Bizler, tarihsel süreçte toplumlarımızı kültürel olarak yakınlaştıran ortak noktaları ortaya çıkarmalıyız. Son dönemde iki ülke ilişkilerinde gerçekleşen olumsuz koşullardan dolayı yıpranan kamuoyuna, karşılıklı güven sağlamamız gerekiyor.

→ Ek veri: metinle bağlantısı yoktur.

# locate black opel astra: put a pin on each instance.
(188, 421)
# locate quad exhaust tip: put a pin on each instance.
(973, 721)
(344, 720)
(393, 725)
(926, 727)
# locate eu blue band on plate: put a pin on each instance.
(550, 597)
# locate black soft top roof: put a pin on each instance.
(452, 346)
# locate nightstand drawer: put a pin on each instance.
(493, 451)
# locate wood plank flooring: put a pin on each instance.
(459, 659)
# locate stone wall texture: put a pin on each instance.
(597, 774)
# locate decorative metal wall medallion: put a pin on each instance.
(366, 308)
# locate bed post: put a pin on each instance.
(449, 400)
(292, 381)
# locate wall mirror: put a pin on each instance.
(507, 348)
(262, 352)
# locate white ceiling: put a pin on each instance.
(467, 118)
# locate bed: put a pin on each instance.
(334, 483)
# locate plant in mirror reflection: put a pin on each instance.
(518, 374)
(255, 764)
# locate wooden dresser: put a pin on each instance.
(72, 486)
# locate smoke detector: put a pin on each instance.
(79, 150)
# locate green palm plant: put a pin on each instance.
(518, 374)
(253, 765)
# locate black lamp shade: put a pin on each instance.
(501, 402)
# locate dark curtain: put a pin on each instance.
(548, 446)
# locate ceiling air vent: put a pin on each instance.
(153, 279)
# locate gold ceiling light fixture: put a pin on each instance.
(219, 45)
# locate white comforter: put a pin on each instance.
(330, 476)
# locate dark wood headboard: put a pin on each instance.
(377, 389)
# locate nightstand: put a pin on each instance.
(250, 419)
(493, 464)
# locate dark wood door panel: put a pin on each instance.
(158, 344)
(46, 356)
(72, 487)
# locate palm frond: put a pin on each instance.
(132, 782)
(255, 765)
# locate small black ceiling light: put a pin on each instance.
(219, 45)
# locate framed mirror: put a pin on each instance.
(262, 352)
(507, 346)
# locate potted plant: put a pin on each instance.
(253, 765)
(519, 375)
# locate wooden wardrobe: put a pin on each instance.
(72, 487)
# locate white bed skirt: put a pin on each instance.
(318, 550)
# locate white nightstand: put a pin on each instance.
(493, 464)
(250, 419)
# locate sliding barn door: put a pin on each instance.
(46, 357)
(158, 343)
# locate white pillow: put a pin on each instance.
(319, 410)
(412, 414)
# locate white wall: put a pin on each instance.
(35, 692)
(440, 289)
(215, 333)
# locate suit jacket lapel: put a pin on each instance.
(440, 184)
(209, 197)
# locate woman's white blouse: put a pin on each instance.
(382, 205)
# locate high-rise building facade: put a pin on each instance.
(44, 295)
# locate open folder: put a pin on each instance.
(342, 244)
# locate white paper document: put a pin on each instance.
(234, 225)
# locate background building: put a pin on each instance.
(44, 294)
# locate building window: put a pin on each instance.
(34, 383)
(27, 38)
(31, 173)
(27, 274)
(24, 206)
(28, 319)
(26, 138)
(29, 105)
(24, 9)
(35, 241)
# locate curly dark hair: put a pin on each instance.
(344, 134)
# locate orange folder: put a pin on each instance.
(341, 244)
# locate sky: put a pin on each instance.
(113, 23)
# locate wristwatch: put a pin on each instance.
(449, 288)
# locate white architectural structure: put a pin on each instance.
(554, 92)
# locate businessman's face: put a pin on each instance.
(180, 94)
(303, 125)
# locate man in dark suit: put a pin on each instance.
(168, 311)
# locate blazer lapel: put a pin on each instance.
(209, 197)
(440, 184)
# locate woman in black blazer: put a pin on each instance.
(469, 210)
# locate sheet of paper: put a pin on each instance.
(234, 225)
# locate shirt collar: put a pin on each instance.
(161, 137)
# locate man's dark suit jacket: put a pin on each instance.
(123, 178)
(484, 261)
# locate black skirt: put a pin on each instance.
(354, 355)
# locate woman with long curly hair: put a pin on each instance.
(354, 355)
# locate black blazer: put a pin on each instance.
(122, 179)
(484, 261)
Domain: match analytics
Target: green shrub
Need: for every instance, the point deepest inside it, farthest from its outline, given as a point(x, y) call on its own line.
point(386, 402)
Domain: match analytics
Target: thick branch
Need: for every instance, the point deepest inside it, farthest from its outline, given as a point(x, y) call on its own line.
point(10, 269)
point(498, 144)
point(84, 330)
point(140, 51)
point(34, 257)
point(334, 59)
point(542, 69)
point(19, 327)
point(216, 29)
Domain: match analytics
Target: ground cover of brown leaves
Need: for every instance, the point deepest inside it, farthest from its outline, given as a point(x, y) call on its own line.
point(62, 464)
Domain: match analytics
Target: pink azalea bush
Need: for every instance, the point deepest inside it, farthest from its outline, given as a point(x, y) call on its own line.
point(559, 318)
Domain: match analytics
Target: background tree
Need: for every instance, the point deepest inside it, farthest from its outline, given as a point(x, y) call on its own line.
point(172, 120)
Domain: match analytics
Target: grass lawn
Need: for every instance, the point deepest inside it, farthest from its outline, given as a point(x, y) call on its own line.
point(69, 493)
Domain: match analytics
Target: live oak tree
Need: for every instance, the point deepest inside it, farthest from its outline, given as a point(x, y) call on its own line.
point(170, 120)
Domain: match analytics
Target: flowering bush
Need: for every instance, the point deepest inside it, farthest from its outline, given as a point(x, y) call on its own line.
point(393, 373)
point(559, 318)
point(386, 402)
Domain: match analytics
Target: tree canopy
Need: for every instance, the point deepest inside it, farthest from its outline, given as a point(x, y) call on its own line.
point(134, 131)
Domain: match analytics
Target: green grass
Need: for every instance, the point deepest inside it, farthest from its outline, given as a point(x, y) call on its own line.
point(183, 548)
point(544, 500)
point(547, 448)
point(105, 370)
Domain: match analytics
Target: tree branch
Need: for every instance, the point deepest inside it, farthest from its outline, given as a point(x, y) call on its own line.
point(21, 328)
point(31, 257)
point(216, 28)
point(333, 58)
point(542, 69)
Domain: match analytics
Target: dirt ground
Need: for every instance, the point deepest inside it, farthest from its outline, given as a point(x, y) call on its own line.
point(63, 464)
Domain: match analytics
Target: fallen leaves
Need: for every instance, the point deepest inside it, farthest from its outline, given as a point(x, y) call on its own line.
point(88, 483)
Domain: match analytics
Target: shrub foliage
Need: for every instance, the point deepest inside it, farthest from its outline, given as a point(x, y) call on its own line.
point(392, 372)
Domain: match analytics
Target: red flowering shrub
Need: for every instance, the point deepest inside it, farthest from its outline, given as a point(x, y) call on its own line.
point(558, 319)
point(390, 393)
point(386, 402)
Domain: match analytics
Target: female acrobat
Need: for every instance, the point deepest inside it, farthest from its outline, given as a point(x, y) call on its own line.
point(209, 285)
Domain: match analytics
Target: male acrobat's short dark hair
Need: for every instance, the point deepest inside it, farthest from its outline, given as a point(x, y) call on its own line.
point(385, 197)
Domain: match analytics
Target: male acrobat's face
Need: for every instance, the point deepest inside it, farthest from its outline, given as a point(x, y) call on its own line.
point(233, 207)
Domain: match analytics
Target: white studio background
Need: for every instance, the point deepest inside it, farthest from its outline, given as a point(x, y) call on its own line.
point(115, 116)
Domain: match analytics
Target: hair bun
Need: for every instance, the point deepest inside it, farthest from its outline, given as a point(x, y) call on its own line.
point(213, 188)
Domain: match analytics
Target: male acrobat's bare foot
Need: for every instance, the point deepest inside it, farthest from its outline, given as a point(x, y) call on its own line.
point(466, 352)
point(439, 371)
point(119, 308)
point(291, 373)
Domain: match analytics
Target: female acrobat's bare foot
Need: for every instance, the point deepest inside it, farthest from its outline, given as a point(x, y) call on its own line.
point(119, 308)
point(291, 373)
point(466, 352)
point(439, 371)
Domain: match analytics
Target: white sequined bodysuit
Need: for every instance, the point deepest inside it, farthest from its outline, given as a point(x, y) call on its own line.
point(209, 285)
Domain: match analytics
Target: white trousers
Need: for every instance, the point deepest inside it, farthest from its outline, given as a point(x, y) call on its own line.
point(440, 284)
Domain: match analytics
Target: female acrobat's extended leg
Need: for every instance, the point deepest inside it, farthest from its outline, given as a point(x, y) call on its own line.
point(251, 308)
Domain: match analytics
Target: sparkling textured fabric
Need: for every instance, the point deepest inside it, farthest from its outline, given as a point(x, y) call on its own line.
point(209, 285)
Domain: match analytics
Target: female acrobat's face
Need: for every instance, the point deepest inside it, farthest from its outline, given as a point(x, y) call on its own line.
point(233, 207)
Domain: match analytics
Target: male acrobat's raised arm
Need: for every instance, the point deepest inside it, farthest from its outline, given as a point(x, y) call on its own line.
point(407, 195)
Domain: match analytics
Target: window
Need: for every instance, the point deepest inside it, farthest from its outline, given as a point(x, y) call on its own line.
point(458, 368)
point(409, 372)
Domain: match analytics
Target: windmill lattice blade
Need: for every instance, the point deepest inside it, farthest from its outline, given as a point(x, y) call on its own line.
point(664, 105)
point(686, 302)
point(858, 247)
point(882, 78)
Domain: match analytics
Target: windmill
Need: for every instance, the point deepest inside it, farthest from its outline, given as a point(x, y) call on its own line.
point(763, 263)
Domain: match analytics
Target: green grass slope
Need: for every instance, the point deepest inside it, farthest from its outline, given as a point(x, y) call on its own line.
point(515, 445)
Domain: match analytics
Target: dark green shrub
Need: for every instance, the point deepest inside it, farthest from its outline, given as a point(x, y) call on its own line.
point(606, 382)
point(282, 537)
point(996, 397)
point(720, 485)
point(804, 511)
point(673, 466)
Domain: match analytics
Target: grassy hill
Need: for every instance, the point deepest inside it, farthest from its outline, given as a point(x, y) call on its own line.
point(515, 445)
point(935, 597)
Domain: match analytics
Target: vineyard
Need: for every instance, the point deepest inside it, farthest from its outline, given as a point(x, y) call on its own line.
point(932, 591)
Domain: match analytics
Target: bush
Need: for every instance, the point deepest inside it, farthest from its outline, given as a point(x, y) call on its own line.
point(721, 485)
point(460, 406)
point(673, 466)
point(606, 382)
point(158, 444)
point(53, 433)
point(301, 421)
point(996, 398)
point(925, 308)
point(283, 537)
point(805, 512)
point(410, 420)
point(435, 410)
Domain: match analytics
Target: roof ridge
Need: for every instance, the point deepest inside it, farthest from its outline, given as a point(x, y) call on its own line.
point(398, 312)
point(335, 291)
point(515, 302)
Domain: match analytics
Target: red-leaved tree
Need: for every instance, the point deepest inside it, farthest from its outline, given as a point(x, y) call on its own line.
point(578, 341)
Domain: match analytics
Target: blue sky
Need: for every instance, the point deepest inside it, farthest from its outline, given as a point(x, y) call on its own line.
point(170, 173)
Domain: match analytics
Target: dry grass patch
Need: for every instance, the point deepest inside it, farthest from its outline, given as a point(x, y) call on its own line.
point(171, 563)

Bizler hep birlikte, gururlu geçmişlerimize dayanarak geleceğe umutla bakabiliriz. Çünkü o dönemin Geliboluluları, bizlere medeniyetler arası diyaloğun nasıl mümkün olabileceğini kanıtladılar. Gelibolu, geçmişte farklı milletlerin ve etnik grupların, farklı kültürlerin ve dinlerin temsilcilerini bir araya getirebildi. «Farklı kültürlere ve inançlara sahip İnsanlar nasıl bir arada yaşayabilir?» dünyaya bunu gösterdiler. Mülakatı umut verici bir şekilde tamamlamak isteriz. Gelibolu’da zamanla yıkılan Beyaz Rus anıtı 2008 yılında yeniden inşa edildi. 10 yıl önce Gelibolu anıtının açılış töreninde de medya, “anıtın Türk-Rus ilişkilerinde büyük rol oynayacağını” vurgulamıştı. Özellikle Rus siyasetinin ve kültür kurumlarının çok önemli isimlerinin Türkiye’de anıt açılışında bulunması ve sonrasında konuyu takip etmeleri Gelibolu üzerinden kurulacak bir dostluk köprüsüne gösterilen önemi kanıtlamıştır. Gelibolu’daki bu anıtın, iki önemli Avrasya ülkesinin iyi komşuluk ilişkilerinin ve birbirini anlamanın bir sembolü olmayı sürdürmesini diliyoruz.